After helping to liquidate the Jewish ghetto, S.S. officer Amon Goeth takes over a forced labor camp near Schindler's factory. The two men have much in common. They both love the trappings of the good life and they're both gamblers. Seeing that Goeth can be useful to him, Schindler befriends this fiend who enjoys randomly shooting Jews from his porch with a rifle.
As the war winds down in 1944, the Nazis begin sending all Jews to the death camps. Schindler comes up with a plan to save 1100 of his workers by shipping them to a munitions factory he has set up in Moravia. The 800 men on his list go first but through an error, 300 women and children are directed to Auschwitz. At great personal risk, Schindler goes to the death camp and rescues them. He claims that they all, including the children, are indispensable skilled workers. Once "his" Jews are safe, Schindler makes sure that the munitions factory produces inferior products, in effect, never contributing to the war effort.

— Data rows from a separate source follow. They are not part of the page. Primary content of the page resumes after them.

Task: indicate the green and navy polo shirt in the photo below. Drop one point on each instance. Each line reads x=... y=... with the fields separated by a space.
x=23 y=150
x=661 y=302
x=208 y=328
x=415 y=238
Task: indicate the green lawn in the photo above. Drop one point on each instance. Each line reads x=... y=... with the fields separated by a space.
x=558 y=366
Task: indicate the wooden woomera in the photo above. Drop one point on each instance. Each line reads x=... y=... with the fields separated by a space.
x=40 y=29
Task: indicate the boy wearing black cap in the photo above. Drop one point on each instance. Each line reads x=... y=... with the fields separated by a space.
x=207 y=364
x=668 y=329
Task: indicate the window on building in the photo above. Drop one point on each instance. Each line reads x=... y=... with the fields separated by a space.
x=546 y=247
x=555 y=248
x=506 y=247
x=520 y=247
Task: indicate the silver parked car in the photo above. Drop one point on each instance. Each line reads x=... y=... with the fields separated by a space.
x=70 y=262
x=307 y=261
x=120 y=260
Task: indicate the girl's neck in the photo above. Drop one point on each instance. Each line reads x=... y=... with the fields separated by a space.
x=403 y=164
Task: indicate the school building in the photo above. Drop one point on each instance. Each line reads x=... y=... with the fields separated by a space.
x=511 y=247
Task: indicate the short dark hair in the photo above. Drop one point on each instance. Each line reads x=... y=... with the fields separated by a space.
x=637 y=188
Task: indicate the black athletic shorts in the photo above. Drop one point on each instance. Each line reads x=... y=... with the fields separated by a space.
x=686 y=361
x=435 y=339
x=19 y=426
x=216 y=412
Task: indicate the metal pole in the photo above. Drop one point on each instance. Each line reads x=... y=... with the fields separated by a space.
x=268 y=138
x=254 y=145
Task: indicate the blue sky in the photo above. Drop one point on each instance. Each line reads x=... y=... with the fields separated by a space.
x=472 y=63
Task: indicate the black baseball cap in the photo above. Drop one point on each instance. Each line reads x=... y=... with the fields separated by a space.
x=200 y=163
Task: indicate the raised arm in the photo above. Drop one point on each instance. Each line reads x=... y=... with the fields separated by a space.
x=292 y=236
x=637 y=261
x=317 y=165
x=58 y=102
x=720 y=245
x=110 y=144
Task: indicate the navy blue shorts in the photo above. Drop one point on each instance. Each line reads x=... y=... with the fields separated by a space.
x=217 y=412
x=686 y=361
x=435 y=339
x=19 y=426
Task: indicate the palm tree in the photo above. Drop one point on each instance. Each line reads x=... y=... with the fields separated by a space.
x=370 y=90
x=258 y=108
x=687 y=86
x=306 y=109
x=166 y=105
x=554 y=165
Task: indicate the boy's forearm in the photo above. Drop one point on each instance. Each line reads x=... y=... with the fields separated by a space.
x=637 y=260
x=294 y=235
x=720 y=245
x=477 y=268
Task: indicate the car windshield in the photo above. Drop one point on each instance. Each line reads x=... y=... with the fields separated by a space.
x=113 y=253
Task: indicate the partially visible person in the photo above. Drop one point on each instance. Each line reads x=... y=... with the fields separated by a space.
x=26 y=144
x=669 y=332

Steven Spielberg directs this riveting black-and-white screen adaptation of Thomas Keneally's award-winning 1982 book. The triumph of Schindler's List is that it refuses to offer easy or quick explanations for this scoundrel's magnificent acts of bravery and selflessness. We probably will never know why Schindler put his life and his wealth on the line for these Jews, but he did.
Can a scoundrel do saintly things? Yes. Goodness has its mysterious depths, and it rarely conforms to our expectations. Schindler found an island of safety for 1100 Jews in a tempestuous sea of slaughter. For the more than 6,000 descendants of the Jews on Schindler's list, this is all they really need to know.